In class, we showed that one particular solution to the scalar wave equation in 3D was a plane wave, for which the wave took an argument of the form $r \pm v t$. It was called a plane wave because, at a fixed time, the function $U (r \pm v t)$ has the same value over a plane specified by $r\hat{u} = constant$. In this problem, you will find a different type of solution under spherical symmetry.

a) Assume we are looking for a spherically symmetric solution to the scalar wave equation like $U(r,t)/r$, where r is the radial position coordinate in spherical coordinates. Show that if $U(r. t)/r$ satisfies the scalar wave equation in 3D,  $U(r, t)$ satisfies a 1D scalar wave equation.
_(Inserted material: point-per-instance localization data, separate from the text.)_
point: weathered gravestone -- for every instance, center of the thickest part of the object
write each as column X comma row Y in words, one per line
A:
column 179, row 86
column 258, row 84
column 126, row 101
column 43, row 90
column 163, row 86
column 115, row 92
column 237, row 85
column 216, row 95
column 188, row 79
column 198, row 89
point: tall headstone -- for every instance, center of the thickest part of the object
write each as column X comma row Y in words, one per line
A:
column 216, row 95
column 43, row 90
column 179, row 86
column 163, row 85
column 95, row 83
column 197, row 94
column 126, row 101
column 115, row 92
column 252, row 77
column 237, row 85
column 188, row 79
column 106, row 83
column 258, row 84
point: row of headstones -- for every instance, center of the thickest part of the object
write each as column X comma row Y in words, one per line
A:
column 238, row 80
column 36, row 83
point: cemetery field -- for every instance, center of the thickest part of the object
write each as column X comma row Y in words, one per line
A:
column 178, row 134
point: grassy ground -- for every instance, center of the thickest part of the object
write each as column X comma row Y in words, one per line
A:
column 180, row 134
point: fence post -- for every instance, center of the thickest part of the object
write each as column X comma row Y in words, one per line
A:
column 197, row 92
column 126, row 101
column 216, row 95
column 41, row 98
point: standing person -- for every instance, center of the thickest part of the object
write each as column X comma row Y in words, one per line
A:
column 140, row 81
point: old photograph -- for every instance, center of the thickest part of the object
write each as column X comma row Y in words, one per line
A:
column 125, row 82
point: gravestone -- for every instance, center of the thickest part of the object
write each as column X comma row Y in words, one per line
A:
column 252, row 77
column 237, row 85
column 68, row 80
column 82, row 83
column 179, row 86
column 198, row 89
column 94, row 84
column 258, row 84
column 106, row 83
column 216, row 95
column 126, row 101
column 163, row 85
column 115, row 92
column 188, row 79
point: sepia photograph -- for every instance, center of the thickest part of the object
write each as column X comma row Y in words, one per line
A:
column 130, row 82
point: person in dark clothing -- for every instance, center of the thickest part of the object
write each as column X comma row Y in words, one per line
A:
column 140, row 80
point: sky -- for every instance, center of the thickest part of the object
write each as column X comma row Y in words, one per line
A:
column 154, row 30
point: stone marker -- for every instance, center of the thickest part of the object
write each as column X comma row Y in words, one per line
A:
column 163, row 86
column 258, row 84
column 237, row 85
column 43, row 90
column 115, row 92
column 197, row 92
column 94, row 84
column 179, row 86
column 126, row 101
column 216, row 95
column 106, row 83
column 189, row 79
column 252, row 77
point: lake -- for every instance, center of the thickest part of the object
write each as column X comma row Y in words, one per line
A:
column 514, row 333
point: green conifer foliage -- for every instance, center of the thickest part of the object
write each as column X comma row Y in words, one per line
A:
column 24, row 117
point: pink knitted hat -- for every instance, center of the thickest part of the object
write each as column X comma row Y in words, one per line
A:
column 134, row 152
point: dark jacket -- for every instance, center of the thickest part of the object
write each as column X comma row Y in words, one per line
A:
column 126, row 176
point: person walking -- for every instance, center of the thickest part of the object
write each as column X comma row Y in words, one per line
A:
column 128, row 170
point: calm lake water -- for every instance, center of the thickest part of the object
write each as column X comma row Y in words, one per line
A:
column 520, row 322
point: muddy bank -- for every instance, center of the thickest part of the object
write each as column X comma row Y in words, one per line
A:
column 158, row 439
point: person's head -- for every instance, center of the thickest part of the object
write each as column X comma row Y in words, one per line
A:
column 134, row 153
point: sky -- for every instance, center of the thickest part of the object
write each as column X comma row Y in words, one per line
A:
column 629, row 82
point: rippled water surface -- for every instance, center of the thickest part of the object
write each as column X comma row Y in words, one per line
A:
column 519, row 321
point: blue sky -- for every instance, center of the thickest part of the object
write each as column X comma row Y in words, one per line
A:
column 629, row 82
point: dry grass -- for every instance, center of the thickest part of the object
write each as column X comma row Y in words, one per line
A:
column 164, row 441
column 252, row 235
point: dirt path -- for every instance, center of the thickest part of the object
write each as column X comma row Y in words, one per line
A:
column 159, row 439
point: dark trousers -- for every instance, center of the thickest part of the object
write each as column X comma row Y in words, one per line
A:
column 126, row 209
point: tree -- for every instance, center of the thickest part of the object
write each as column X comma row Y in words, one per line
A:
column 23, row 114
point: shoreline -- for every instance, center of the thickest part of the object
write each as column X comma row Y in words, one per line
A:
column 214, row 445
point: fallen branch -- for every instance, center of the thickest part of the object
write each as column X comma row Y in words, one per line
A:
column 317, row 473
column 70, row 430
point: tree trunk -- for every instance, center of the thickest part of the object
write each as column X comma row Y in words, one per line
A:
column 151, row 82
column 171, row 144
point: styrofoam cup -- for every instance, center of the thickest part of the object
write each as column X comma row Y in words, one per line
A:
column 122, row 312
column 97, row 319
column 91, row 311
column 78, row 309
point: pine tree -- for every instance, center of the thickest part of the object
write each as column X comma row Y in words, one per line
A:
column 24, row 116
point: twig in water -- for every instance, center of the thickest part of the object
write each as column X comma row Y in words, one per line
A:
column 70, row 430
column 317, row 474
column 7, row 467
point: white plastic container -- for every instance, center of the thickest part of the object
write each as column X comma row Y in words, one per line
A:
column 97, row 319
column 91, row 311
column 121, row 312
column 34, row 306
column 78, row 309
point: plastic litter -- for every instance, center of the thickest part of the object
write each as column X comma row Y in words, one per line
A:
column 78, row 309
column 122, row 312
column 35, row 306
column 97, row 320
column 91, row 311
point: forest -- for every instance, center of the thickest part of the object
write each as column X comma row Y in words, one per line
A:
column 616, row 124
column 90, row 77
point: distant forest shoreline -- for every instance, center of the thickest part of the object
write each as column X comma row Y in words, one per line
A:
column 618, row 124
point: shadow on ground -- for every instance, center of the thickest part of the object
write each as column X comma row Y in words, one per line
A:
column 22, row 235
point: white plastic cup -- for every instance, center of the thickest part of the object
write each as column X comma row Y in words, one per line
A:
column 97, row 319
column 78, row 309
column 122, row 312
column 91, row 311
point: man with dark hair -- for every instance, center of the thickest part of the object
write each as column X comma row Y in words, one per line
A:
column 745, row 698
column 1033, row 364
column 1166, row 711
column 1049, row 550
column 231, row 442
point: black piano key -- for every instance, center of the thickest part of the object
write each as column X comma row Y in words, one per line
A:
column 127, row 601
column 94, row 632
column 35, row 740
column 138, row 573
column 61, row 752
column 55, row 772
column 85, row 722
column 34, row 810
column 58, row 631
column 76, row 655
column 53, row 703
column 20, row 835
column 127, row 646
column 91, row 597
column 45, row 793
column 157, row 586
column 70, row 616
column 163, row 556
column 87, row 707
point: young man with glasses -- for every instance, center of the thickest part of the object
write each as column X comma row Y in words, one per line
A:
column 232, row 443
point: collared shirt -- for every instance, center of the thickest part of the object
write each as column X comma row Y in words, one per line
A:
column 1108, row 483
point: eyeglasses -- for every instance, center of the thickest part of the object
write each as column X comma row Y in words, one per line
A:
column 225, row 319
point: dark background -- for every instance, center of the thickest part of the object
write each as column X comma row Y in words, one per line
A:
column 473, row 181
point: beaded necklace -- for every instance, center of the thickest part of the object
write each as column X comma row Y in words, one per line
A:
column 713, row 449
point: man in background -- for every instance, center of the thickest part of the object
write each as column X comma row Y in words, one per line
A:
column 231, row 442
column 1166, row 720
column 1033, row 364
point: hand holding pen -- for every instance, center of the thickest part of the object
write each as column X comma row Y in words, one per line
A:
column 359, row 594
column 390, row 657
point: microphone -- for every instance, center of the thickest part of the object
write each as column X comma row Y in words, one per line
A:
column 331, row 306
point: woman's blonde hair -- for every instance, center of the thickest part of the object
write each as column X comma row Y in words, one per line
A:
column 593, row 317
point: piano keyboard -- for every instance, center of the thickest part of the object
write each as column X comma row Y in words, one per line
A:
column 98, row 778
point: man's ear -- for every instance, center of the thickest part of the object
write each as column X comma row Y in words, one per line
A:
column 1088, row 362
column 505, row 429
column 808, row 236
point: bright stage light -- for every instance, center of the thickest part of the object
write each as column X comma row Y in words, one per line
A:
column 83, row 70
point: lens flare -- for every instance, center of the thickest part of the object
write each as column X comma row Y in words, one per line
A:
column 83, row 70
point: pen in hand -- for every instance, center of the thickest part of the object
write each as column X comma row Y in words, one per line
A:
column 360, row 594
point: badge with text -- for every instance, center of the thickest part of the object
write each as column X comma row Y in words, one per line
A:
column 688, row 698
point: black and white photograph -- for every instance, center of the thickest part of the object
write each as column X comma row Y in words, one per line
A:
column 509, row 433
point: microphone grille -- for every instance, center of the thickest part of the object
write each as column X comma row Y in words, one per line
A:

b) For a fixed time, what are the surfaces over which this spherical wave is constant? How do these surfaces propagate as time advances?


Let $f(r,t) = U(r,t) / r$

The 3D wave equation is

$d^2f/d t^2 = v^2*\nabla^2(f)$

In spherical coordinates the Laplacian is written as

$\nabla^2 = d^2/d r^2 +(2/r)*d/dr$

In our case

$d f/d r = d/d r (U/r) = 1/r*d U/d r -U/r^2$

$d^2f/d r^2 = d/d r (1/r*d U/d r -U/r^2) = (1/r)*d^2U/d r^2 -(1/r^2)*d U/d r -$

$-(1/r^2)*d U/d r  -2U/r^3$


$\nabla^2(f) = d^2f/d r^2 +(2/r)*d f/d r =$

$=(1/r)*d^2U/d r^2 -(2/r^2)*d U/d r -2U/r^3 + (2/r)*[1/r*d U/d r -U/r^2] =(1/r)*d^2U/d r^2$


$d^2f/d t^2 =(1/r)*d^2U/d t^2$

And therefore the 3D wave equation becomes

$(1/r)*d^2U/d t^2 =v^2*(1/r)*d^2U/d r^2$

or equivalent

$d^2U/d t^2 =v^2*d^2U/d r^2$

WHICH IS THE 1D WAVE EQUATION that has as solution $U(r,t)$

b) Solutions of the form

$f(r,t) = U(r,t) / r$

have constant surfaces SPHERICAL (or said simpler spheres). As the wave propagates these surfaces become of bigger and bigger radius (the spheres become bigger and bigger with time).